Nagłe zakończenie produkcji okazało się sprzyjające dla postaci Lexa Luthora, w którego wciela się Jon Cryer. Aktor wyjawił na kanale PeopleTV Surfing, że scenarzyści wykorzystują okoliczności, do okazji przepisania finału, ze szczególnym naciskiem na los jego złoczyńcy.
Aktor powiedział: „Ludzie z Supergirl rozmawiali ze mną, ponieważ nie mogliśmy nakręcić naszego ostatniego odcinka.
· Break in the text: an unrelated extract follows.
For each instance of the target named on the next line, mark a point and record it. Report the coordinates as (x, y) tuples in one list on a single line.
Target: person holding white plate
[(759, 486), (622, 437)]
Nakręciliśmy kilka końcowych odcinków i wykorzystają z tego część materiału, budując wokół niego całą masę nowych rzeczy”
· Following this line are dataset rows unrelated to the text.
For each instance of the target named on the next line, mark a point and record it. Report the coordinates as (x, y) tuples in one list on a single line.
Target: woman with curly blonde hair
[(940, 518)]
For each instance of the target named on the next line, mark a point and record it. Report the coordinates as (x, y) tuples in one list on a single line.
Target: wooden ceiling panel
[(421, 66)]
„Co jest interesujące, ponieważ sposób, w jaki teraz moja postać została ukazana, się nie zdarza. Więc pomyślałem: „Och, nie zostałem pokonany? Poczekaj chwilę, podoba mi się to!”
„Złoczyńcy, cieszymy się z naszej szansy, aby nie zostać pokonanym od czasu do czasu”
To może być drugi uśmiech losu dla Cryera, który początkowo był kontraktowany tylko na kilka odcinków, ale później stał się integralną częścią crossoveru Kryzys na Nieskończonych Ziemiach, w którym odegrał ciekawą rolę.
„Czułem się jak nerd, ponieważ pierwotnie nie miałem być w [Kryzysie]” – dodał – „ale dosłownie musiałem porozmawiać z Peterem Rothem, który jest szefem Warner Bros, i powiedzieć: Hej, Słyszałem, że robicie Kryzys na Nieskończonych Ziemiach, a Lex Luthor brał w tym udział w komiksach, więc powiedziałem: „Jestem tutaj”. To trochę upokarzające”.
Wydaje się, że upokorzenie było tego warte.